In a rare display of unity, all 56 of the nation’s attorney’s general, representing each U.S. state and territory, are urging Congress “to end secret, forced arbitration in cases of workplace sexual harassment.”
The bipartisan effort was spearheaded by Florida Attorney General Pam Bondi and North Carolina Attorney General Josh Stein.
“Too often employees are required to sign employment contracts containing arbitration agreements mandating that sexual harassment claims be resolved through private arbitration instead of the judicial process,” they said in a Feb. 12 statement. “The secrecy surrounding these proceedings can protect serial violators and provide inadequate relief to victims.

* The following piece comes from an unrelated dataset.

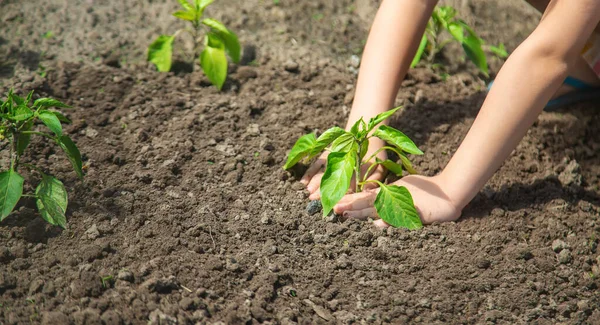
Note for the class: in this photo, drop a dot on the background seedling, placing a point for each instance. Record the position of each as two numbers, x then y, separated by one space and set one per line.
444 19
17 119
217 41
347 151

The letter asks leaders in the House of Representative and Senate asks Congress “to pass appropriately-tailored legislation to ensure that sexual harassment victims have a right to their day in court.”
It has been a decade since all 56 U.S. Attorneys General jointly petitioned Congress.
The issue at hand: employees are often required to sign contracts stipulating that sexual harassment claims be settled in private courts.
“We seek to ensure these victims’ access to the courts, so that they may pursue justice and obtain appropriate relief free from the impediment of arbitration requirements,” the letter says. “Access to the judicial system, whether federal or state, is a fundamental right of all Americans. That right should extend fully to persons who have been subjected to sexual harassment in the workplace.”
These arbitration requirements often are set forth in clauses found within the “fine print” of lengthy employment contracts. Moreover, the AGs say, these clauses typically are presented in boilerplate “take-it-or-leave-it” fashion by the employers.
“As a consequence, many employees will not even recognize that they are bound by arbitration clauses until they have been sexually harassed and attempt to bring suit,” they wrote. “While there may be benefits to arbitration provisions in other contexts, they do not extend to sexual harassment claims. Victims of such serious misconduct should not be constrained to pursue relief from decision makers who are not trained as judges, are not qualified to act as courts of law, and are not positioned to ensure that such victims are accorded both procedural and substantive due process.”
Additional concerns arise from the secrecy requirements of arbitration clauses, “which disserve the public interest by keeping both the harassment complaints and any settlements confidential,” the letter says.
“This veil of secrecy may then prevent other persons similarly situated from learning of the harassment claims so that they, too, might pursue relief,” it adds.
“Ending mandatory arbitration of sexual harassment claims would help to put a stop to the culture of silence that protects perpetrators at the cost of their victims.
The letter “applauds” Microsoft Corporation for recently announcing that it will discontinue arbitration requirements with respect to sexual harassment claims and for supporting legislation to ensure that victims of sexual harassment be accorded the right of access to our judicial system.